A tel point que même en nonante minutes, chaque joueur semblait devoir se transformer pour s’adapter à ce curieux élément. "On évoluait différemment, observe Duruz, car tout était exacerbé. On en a presque développé une ouïe d’animaux sur le coup. C’était déstabilisant."
Dès leurs premiers pas sur la pelouse, Valaisans et Genevois avaient compris que ce 19 avril 2001 serait un moment pas comme les autres. "A l’échauffement, déjà, tout était différent, car on entendait tout ce que disait l’adversaire, ce qui nous poussait à parler à voix basse entre nous, se remémore Eric Pédat. Cela ressemblait presque à une partie de cache-cache." Gregory Duruz fut pour sa part davantage plongé dans ce… néant une poignée de secondes avant le coup d’envoi.
"Dans le vestiaire, on ne pouvait pas vraiment percevoir de différence, mais une fois que nous sommes sortis du tunnel pour entrer sur le terrain, alors là, c’était terrible, dit le défenseur sédunois. Tu te retrouvais avec les deux équipes alignées pour l’avant-match devant tout simplement personne. C’était vraiment étrange."
Difficulté émotionnelle
Le déroulement du match, soldé sur le score de 1-1, confirma cette impression de grand vide. "On était pris entre deux sentiments, lâche Pédat. Le match était presque "sourd", mais en même temps la résonnance était impressionnante. On entendait davantage le bruit du ballon, des frappes, des transversales, des contacts entre les joueurs, aussi. Les tacles semblaient plus violents, ce qui pouvait aussi perturber l’attitude et les décisions de l’arbitre." Tout était devenu compliqué pour les vingt-deux acteurs.
"La gestion émotionnelle était très dure, rappelle Gregory Duruz. On avait le sentiment d’être dans une opposition sans enjeu alors qu’il y en avait un. Ce n’était pas un match de préparation sur un terrain de campagne, mais une vraie rencontre dans un grand stade. Alors certes, Tourbillon n’est pas le Parc des Princes, mais tout de même, c’était très, très bizarre. Il n’y avait plus d’atmosphère, plus d’animation, plus rien d’attrayant. Sans ce public qui, quand il est là, est une force, il n’y a plus rien pour te pousser. Cela se sentait encore plus dans une affiche telle qu’une rencontre Sion-Servette…"
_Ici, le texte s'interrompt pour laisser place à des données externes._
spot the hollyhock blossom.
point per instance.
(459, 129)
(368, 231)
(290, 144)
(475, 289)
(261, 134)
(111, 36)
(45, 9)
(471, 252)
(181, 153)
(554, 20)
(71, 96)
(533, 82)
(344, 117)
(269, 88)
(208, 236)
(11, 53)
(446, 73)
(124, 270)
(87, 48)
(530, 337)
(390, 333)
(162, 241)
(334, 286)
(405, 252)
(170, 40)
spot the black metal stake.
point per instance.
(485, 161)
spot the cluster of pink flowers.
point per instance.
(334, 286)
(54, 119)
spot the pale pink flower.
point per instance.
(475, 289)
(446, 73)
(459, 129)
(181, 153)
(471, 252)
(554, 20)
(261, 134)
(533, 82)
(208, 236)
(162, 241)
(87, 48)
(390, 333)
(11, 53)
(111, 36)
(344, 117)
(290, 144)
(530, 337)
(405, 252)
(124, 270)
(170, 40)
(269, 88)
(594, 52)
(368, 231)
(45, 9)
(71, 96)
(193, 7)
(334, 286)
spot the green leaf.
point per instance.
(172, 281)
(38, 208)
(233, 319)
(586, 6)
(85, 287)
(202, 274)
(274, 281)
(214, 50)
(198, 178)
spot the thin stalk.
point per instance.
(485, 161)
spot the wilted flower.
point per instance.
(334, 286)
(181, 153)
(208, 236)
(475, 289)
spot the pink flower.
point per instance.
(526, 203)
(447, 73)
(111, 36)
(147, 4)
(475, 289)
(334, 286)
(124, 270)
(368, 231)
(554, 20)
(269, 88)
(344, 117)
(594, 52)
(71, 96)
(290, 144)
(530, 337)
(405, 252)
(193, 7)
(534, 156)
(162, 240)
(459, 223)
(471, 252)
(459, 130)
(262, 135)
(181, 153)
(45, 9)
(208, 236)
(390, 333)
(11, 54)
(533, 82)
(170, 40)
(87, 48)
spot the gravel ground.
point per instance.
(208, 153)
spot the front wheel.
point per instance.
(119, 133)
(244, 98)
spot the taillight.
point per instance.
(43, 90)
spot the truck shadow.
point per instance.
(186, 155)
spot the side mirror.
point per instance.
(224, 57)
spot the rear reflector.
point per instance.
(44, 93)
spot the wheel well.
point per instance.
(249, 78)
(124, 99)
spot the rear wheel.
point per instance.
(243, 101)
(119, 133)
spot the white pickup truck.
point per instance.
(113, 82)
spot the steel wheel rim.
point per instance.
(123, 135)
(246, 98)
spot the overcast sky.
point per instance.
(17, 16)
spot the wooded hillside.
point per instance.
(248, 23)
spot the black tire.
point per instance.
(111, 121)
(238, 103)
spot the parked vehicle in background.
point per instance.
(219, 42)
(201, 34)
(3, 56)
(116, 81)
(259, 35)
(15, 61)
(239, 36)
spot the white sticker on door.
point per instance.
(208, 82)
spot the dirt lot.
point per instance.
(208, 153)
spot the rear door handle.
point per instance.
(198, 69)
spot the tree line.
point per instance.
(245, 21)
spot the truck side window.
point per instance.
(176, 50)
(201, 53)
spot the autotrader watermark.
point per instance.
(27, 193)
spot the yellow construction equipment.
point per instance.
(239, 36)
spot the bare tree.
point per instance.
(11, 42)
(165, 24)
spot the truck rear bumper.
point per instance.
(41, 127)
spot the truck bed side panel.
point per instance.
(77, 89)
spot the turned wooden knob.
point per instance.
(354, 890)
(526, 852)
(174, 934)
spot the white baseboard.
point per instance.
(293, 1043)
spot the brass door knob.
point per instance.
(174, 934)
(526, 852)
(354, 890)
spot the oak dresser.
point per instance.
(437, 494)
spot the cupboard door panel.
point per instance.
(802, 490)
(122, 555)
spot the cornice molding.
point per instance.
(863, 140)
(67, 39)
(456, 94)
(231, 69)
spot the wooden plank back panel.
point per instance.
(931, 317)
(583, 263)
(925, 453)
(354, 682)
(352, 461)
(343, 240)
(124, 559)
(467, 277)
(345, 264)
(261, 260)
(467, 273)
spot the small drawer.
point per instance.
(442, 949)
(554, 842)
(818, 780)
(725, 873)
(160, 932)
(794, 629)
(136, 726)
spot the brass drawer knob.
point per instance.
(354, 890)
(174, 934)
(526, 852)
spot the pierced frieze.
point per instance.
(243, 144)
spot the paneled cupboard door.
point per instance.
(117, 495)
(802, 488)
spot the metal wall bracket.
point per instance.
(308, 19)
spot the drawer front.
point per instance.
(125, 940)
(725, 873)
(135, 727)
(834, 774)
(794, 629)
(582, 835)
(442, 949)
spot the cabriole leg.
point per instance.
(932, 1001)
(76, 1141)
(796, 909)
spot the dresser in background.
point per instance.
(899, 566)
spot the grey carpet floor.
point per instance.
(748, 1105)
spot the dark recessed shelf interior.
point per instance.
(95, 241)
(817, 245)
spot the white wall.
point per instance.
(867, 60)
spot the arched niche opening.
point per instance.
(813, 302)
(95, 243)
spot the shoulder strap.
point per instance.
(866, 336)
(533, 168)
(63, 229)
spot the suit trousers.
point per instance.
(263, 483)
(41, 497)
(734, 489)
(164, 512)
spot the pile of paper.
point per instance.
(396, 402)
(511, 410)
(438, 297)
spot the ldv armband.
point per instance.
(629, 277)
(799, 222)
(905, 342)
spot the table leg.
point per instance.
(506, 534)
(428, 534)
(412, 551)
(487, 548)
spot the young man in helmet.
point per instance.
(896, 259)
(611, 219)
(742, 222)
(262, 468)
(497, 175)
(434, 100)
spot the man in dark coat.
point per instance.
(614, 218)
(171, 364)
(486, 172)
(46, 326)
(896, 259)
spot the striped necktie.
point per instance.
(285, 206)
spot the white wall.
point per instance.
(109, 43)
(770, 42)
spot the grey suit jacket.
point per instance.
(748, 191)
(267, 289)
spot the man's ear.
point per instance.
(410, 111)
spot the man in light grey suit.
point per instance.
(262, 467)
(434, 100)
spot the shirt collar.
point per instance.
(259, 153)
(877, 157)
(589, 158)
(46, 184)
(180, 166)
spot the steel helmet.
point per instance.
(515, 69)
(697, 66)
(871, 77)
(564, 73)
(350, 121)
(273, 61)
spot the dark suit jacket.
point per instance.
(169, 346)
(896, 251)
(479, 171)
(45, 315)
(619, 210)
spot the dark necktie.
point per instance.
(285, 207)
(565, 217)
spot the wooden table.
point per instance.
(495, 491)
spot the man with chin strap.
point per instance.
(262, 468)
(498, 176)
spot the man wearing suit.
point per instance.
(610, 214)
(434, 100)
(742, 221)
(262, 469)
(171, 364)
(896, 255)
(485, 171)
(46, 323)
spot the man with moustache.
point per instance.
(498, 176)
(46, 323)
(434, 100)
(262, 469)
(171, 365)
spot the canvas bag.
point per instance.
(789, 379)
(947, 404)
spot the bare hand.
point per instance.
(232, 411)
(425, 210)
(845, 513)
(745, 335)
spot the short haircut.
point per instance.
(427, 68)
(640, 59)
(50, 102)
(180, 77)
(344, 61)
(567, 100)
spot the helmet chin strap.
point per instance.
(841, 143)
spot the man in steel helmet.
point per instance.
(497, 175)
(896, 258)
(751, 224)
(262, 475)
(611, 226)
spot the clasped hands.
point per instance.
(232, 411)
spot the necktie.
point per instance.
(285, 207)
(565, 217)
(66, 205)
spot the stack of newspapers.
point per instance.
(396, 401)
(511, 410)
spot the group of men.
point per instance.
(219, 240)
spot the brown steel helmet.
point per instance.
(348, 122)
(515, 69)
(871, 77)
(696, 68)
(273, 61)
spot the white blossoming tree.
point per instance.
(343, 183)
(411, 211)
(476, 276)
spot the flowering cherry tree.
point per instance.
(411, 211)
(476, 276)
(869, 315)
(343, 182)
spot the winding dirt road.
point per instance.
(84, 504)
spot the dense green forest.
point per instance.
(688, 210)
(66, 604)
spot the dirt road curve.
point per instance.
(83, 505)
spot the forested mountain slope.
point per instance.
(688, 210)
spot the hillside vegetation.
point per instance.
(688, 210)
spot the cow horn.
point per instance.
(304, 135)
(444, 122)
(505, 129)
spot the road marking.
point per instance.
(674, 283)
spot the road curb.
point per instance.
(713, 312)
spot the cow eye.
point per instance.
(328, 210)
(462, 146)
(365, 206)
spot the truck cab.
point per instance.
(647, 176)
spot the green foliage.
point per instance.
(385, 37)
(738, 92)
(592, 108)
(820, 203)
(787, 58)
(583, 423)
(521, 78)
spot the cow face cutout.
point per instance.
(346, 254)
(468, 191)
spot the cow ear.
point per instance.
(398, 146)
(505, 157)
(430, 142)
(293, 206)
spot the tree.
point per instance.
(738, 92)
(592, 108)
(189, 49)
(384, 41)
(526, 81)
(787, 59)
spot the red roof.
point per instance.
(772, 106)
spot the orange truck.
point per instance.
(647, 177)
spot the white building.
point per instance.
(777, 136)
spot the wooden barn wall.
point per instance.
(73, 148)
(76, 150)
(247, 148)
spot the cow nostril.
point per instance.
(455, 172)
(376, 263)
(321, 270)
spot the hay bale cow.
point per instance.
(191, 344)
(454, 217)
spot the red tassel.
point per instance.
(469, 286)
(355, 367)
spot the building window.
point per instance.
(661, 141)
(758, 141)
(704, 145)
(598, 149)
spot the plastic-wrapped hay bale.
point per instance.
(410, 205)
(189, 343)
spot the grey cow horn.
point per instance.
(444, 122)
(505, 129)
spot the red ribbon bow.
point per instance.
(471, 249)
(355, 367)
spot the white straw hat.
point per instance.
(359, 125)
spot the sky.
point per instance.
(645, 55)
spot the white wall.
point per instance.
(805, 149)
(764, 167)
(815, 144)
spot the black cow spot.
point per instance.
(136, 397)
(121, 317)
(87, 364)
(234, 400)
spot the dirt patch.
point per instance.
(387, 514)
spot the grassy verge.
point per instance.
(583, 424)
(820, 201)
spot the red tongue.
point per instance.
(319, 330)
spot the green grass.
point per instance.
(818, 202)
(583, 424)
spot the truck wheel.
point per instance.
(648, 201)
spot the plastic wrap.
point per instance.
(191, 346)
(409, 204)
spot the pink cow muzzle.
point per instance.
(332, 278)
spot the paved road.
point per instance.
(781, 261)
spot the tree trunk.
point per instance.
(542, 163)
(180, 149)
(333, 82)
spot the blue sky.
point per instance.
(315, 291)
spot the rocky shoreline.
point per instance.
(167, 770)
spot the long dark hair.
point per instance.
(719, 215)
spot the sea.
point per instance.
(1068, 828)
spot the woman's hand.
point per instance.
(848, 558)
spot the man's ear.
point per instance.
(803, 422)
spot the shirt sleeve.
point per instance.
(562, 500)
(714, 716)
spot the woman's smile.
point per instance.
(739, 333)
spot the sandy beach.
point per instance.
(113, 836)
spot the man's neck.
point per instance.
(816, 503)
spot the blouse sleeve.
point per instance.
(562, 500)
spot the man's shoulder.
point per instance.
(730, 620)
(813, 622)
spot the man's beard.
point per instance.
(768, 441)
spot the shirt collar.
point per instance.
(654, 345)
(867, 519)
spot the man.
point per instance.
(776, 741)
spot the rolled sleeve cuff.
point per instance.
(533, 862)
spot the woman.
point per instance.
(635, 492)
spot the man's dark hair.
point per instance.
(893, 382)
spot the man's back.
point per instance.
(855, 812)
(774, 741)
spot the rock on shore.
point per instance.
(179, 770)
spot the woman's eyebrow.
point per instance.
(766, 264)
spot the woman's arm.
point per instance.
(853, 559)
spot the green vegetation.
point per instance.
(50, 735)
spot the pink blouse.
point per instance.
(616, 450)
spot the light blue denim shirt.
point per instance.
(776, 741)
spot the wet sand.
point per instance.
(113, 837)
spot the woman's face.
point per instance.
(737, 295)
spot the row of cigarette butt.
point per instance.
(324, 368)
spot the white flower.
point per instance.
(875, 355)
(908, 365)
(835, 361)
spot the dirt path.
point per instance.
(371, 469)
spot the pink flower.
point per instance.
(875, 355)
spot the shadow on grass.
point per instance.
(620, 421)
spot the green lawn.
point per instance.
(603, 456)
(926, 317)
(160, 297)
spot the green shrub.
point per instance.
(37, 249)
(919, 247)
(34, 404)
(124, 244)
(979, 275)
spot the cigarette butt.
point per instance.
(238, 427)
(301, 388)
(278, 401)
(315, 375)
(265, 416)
Et Eric Pédat de conclure: "Ce huis clos nous avait ramené à une immense impression de fragilité. On se sentait perdus, fragiles, sans soutien, comme fébriles. Au moins, lorsque les fans sont là, tu sens quelque chose derrière toi qui te rend solide ou qui te donne le sentiment de l'être. En réalité, au coup de sifflet final, nous étions tous contents que cela soit terminé." Un sentiment partagé par Gregory Duruz: "Moi aussi, j’étais très heureux que ces nonante minutes soient derrière moi."